Штейнбок придвинул ближе к Алисе-Эндрю пластиковый стул, сел на него верхом и сказал:
— Значит, Алиса Лидделл. Родители назвали вас так, видимо, в честь известного персонажа Льюиса Кэрролла?
Он все еще думал в тот момент, что арестованная разыгрывает комедию, хотя и обратил, конечно, внимание на слишком молодой для сорокалетней женщины взгляд и на то, что глаза странным образом смотрели и на него, и на майора Бржестовски, хотя косоглазием Энрю-Алиса не страдала, Штейнбок видел это совершенно отчетливо.

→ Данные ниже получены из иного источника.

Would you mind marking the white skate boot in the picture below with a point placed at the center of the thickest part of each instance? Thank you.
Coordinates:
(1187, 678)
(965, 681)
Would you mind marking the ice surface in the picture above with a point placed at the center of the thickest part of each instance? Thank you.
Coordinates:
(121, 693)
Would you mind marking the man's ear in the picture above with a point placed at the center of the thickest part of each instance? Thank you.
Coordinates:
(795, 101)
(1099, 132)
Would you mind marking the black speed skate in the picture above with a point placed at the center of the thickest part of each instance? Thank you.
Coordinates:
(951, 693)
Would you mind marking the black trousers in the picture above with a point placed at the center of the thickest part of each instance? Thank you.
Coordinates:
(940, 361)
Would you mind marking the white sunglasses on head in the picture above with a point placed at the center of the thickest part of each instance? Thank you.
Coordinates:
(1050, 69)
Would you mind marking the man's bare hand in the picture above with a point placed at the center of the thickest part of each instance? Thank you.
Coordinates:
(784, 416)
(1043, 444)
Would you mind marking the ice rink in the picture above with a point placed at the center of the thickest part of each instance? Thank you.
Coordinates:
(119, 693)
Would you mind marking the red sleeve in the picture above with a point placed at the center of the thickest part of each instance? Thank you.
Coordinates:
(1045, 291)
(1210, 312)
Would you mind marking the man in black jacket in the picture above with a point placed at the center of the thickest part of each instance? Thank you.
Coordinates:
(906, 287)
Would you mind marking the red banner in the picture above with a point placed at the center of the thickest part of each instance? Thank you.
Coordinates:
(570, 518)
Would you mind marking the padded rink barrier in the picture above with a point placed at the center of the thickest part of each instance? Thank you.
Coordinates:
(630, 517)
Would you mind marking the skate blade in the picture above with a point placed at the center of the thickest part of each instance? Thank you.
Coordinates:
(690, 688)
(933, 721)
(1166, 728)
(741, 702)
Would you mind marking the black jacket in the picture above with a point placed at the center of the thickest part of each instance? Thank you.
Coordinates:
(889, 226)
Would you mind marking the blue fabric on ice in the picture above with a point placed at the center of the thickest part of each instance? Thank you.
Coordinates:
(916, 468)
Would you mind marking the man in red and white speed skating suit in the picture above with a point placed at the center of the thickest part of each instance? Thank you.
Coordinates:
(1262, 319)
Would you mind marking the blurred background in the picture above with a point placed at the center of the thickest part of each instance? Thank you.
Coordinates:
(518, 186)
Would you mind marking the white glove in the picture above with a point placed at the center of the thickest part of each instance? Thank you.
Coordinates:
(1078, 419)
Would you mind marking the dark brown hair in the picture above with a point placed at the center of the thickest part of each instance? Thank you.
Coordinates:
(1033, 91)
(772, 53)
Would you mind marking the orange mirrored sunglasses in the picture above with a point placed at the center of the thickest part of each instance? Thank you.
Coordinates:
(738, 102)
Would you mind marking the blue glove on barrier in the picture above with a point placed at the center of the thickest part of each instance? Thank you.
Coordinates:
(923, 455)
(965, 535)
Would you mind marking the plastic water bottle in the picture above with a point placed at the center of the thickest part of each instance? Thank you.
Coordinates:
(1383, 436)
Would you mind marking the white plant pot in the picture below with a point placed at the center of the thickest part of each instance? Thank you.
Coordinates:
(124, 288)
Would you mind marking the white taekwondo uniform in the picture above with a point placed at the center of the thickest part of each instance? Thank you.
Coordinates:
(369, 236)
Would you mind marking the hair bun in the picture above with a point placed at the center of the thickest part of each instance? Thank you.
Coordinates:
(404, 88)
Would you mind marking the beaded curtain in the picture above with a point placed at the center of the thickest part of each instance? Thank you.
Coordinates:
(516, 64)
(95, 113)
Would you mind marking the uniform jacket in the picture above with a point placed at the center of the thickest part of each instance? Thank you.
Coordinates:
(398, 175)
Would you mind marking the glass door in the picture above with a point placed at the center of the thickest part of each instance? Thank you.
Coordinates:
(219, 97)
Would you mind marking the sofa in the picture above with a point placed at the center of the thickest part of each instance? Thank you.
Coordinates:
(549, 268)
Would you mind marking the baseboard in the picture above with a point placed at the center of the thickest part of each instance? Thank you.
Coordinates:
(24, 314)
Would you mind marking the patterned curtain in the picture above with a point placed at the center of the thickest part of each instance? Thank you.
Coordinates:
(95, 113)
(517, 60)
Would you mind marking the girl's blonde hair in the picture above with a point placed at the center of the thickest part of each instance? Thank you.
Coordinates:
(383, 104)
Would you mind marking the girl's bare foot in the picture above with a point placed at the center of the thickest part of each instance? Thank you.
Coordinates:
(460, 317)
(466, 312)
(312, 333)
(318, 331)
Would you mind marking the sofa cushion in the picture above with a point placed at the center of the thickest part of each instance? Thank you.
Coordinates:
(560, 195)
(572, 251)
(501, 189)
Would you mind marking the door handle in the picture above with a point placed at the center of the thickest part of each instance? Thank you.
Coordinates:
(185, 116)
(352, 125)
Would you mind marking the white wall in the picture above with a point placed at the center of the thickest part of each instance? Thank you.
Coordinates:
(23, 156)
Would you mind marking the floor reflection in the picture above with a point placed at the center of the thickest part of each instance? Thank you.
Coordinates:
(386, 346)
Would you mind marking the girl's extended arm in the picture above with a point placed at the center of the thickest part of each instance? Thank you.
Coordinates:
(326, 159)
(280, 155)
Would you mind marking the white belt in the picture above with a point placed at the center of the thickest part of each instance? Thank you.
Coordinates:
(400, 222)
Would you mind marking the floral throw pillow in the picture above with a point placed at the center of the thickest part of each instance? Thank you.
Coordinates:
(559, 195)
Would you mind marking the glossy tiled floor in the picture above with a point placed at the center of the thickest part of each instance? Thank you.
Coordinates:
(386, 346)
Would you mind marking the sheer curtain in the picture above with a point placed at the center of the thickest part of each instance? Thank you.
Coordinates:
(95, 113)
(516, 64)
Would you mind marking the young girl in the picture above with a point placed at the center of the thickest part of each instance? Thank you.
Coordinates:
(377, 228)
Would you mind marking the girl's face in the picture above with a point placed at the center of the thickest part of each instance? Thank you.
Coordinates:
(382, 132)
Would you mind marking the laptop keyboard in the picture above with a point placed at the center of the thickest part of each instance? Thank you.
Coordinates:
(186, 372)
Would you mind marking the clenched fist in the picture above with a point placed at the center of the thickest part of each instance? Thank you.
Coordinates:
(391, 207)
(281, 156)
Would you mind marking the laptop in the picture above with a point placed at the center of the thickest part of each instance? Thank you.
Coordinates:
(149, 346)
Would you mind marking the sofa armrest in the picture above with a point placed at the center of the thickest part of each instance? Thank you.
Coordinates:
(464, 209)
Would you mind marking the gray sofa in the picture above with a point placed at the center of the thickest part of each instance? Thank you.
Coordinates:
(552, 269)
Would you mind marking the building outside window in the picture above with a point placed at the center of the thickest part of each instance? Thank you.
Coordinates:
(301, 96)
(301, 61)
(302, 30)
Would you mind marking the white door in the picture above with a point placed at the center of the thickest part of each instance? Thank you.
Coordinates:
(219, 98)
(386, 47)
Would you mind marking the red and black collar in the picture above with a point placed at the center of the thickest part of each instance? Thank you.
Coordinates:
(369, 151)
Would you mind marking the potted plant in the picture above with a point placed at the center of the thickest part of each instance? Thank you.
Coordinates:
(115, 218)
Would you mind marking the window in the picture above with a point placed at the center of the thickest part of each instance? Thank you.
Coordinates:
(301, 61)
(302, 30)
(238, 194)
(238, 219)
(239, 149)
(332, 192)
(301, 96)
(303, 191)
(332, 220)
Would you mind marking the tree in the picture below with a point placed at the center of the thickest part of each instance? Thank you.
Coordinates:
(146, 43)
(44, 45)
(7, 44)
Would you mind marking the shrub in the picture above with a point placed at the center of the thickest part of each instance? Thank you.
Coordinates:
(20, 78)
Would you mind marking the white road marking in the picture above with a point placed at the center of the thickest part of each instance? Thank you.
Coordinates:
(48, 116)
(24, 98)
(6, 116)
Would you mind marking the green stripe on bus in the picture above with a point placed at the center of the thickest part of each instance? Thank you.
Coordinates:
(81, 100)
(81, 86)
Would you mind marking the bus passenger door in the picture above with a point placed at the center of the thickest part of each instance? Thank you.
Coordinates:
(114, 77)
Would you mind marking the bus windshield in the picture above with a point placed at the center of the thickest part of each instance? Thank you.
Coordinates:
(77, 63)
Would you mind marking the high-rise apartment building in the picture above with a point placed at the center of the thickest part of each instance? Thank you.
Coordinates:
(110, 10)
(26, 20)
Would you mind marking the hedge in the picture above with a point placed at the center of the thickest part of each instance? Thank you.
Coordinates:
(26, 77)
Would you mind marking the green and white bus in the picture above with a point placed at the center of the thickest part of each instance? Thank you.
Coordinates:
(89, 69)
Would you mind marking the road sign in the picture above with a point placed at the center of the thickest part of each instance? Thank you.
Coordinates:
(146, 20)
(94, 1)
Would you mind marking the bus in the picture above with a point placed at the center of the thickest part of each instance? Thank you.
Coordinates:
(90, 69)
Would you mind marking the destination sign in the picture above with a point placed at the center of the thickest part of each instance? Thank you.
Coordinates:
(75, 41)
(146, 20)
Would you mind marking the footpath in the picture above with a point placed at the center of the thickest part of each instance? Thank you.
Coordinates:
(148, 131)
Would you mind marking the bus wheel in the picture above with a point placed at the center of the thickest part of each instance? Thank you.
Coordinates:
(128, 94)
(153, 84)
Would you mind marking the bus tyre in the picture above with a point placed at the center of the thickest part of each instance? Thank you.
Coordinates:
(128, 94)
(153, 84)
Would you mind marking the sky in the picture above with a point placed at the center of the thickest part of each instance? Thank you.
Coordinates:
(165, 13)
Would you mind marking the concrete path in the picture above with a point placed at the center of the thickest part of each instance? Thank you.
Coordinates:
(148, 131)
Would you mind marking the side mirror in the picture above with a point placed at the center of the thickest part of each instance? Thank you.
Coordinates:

— Кого? — сказала она. — Вы имеете в виду моего дядю Чарли? Тогда все наоборот — это свою Алису он назвал моим именем, чему я, кстати, сопротивлялась, поскольку не любила не только свое имя, фу какое противное, но и ту сказку, которую дядя для нас сочинил, нам приходилось ее слушать раз двадцать, потому что он добавлял новые детали и менял прежние, и, хотя мне было тогда всего шесть лет, у меня сложилось четкое впечатление, что сочинял дядя эту историю не столько для нас, хотя и для нас тоже, безусловно, в этом нет никаких сомнений, но, прежде всего, для себя, поскольку размышлял в те дни над какой-то важной алгебраической (это я сейчас говорю — алгебраической, а тогда я, естественно, этого не знала) проблемой и хотел ее решить с помощью нестандартных методов математической логики, коей занимался много лет с большим, надо признать, успехом.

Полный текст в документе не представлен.